安括如是想著,便聽到安陽長公主不歡暢地哼氣聲。
“你說甚麼?信陽侯不但用了鞭刑,還用了烙刑?”
“嗬嗬,父皇身子骨好著呢。怕甚麼。”招來安陽坐到身邊,安括細心打量女兒的眉眼,竟恍忽間與另一張清秀的麗顏堆疊,是那般的類似。
“父皇,你在說甚麼,女兒聽不懂。”
龍床之上,安括靠坐著,目光始終盯著牆吊頸掛的一幅《美人圖》,手中摩挲著一塊穀紋玉璧。
“是。”
“她……要死了?”安括心頃刻冷得像一塊冰。這份沉痛很像多年前聞聲西都皇太妃薨逝時的感受。但,又有些分歧。
“那二人現在在那裡?”安括大怒,恨不得將那膽小包天的二個賤人生剝活剮。
“還不是舅公。
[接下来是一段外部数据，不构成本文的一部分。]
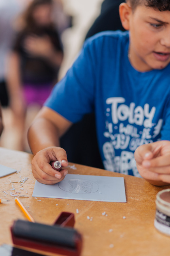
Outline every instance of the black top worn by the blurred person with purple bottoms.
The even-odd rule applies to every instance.
[[[21,58],[21,81],[23,84],[46,84],[52,83],[57,78],[58,70],[46,58],[31,55],[24,48],[24,40],[29,36],[44,37],[48,36],[56,51],[63,51],[59,35],[55,28],[37,27],[31,32],[28,30],[21,31],[13,45],[13,51],[17,52]]]

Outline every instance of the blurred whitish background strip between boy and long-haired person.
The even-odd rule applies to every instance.
[[[65,11],[73,16],[73,27],[62,35],[65,58],[60,71],[60,78],[65,75],[79,53],[85,35],[100,13],[103,0],[63,0]]]

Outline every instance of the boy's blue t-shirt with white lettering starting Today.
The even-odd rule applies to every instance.
[[[136,148],[170,140],[170,65],[139,72],[128,59],[128,48],[128,32],[88,39],[45,105],[73,123],[95,111],[105,169],[140,177]]]

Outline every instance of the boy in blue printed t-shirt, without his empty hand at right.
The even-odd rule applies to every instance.
[[[170,140],[170,3],[128,0],[119,13],[129,32],[88,39],[30,127],[32,171],[41,183],[64,179],[67,170],[56,172],[49,165],[57,159],[67,166],[58,138],[93,110],[107,170],[139,177],[136,148]]]

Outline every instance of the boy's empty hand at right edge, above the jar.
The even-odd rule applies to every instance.
[[[170,141],[157,141],[139,146],[135,151],[140,175],[156,186],[170,184]]]

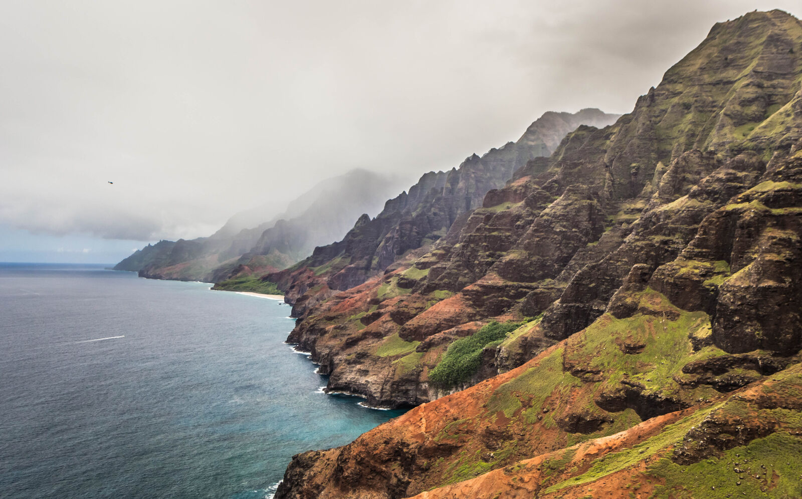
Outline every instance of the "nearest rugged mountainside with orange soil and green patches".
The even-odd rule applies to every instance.
[[[422,405],[277,497],[802,497],[800,87],[798,19],[716,24],[431,247],[310,287],[329,389]]]

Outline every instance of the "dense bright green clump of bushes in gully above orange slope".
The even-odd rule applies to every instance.
[[[493,321],[471,336],[460,338],[449,345],[446,355],[429,373],[429,379],[441,387],[453,387],[467,381],[479,369],[482,349],[489,343],[500,342],[507,333],[515,331],[521,323]]]

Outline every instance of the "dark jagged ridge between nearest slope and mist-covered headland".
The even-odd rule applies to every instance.
[[[431,246],[464,223],[467,214],[482,204],[485,193],[502,187],[527,161],[548,156],[562,137],[581,124],[604,126],[616,118],[598,109],[547,112],[516,142],[481,157],[474,154],[449,172],[428,172],[409,193],[387,201],[377,217],[359,218],[342,241],[315,248],[298,265],[267,278],[286,292],[294,314],[302,314],[308,306],[383,272],[408,252]]]

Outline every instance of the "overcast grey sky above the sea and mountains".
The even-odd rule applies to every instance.
[[[111,262],[351,168],[411,183],[545,111],[630,112],[715,22],[775,7],[802,10],[0,0],[0,261]]]

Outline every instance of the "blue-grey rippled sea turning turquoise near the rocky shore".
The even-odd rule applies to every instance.
[[[270,497],[290,456],[400,412],[320,392],[282,302],[0,264],[0,497]]]

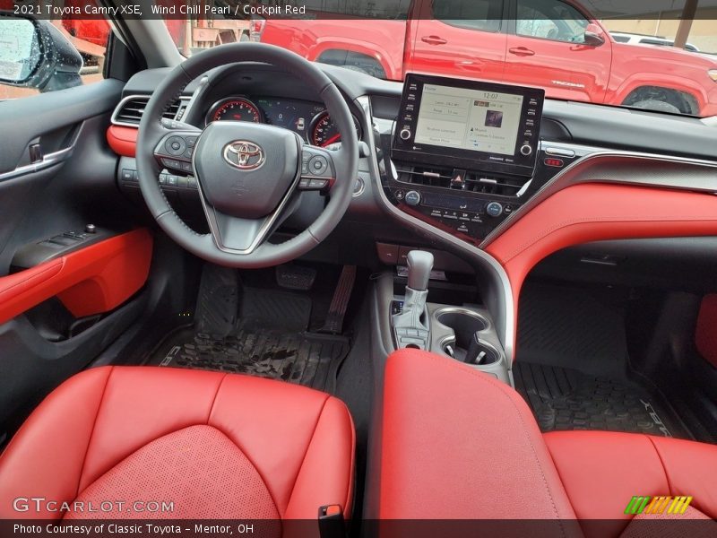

”安陽長公主噘起小嘴不歡暢地拉著安括的大手告狀,“父皇,你必然要好好打舅公幾記板子。”
安陽長公主搖點頭,實在不懂。
話已不必說完。皇後放下筆,走到中間淨了手,說:“給本宮換衣。”
一語出,數道銀灰甲冑的影子閃過,如風拂落葉在麵前飄過,那二人已不見了蹤跡。
二人鬼鬼祟祟地交頭接耳,時不時會四下察看有無異狀。
體味著內心的各式滋味,安括俄然笑了。笑到眼淚情不自禁地流下來,笑到他頓悟到一件不肯承認的究竟。
李淩柔坐在龍床邊的椅上,與安括一同賞識李淩容的畫像。
“曉得了。”
太後兩道懿旨同時被龍隱衛劫下。
“嗯。”
安括一會心疼木寧夕被用刑,一會欣喜於臭味的啟事找到了,一會又暴怒信陽侯公然當他死了,竟然擅安閒宮中為所欲為。
“不在。”
“去,傳朕的口諭,命令楚王、壽王領禁衛軍包抄長公主彆院,將扶柔公主囚禁於彆院。無朕之聖旨,任何人不得傳詔。”
“老奴遵旨。”
“安陽,朕已命令將扶柔公主囚禁於彆院。你去彆院陪陪她吧,但願她在臨死的一刻能諒解朕的無私。”
“嗯。皇上醒來後可用過湯藥?”
“不。哀家要先將賜婚的懿旨寫完,才氣去看琰王。”
“嗯,慈康殿有甚麼動靜嗎?”李淩柔仍然站在桌前潑墨作畫。
陳公公一麵跟在皇後身側,一麵簡明扼要的回稟。
安陽長公主福了禮,退步分開。
李淩柔淡淡一笑,由芳心陪著一同往主殿去。
他對扶柔公主的沉淪僅僅是因為……她是代替真正的扶柔公主嫁來南晉的,而真正的扶柔公主是李淩容的女兒,而李淩容纔是貳心底永久抹不掉的愛戀。